The revolution of clustered regularly interspaced short palindromic repeats -based therapies: From genetic diseases to cancer investigating how clustered regularly interspaced short palindromic repeats technology is being applied to treat genetic disorder
Keywords:
Cancer treatment, clustered regularly interspaced short palindromic repeats technology, gene therapy, genetic disorders, genome editingAbstract
The advent of clustered regularly interspaced short palindromic repeats (CRISPR) technology has revolutionized the field of genetic engineering and molecular biology, offering unprecedented opportunities for precise genome editing. Initially discovered as a natural defense mechanism in bacteria, CRISPR-Cas9 technology enables targeted modifications of DNA, paving the way for significant advancements in gene therapy.
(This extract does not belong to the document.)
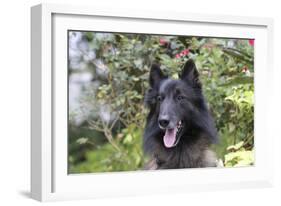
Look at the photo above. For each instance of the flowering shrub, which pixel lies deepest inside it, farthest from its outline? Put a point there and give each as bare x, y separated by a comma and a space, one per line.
108, 76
This review article explores the multifaceted applications of CRISPR, focusing on its transformative potential in treating genetic diseases and various forms of cancer. We delve into the mechanisms by which CRISPR operates, emphasizing its dual-step process of targeting and cutting DNA, and highlighting its versatility in investigating gene functions and developing therapeutic strategies. Specific applications in genetic disorders, including sickle cell disease and cystic fibrosis, showcase the promising outcomes of ongoing pre-clinical and clinical trials. In the realm of oncology, CRISPR’s ability to edit oncogenes and enhance immune cell functions exemplifies its role in developing personalized cancer therapies. However, the rapid advancement of CRISPR technology also necessitates critical discussions around ethical considerations and regulatory challenges, particularly concerning off-target effects and the implications of germline editing. Looking ahead, innovations such as CRISPR 2.0, base editing, and prime editing are set to further expand the therapeutic landscape, enhancing the precision and safety of gene editing. This article underscores the importance of collaborative efforts across scientific, ethical, and regulatory domains to navigate the complexities of CRISPR technology while maximizing its benefits for patients and society.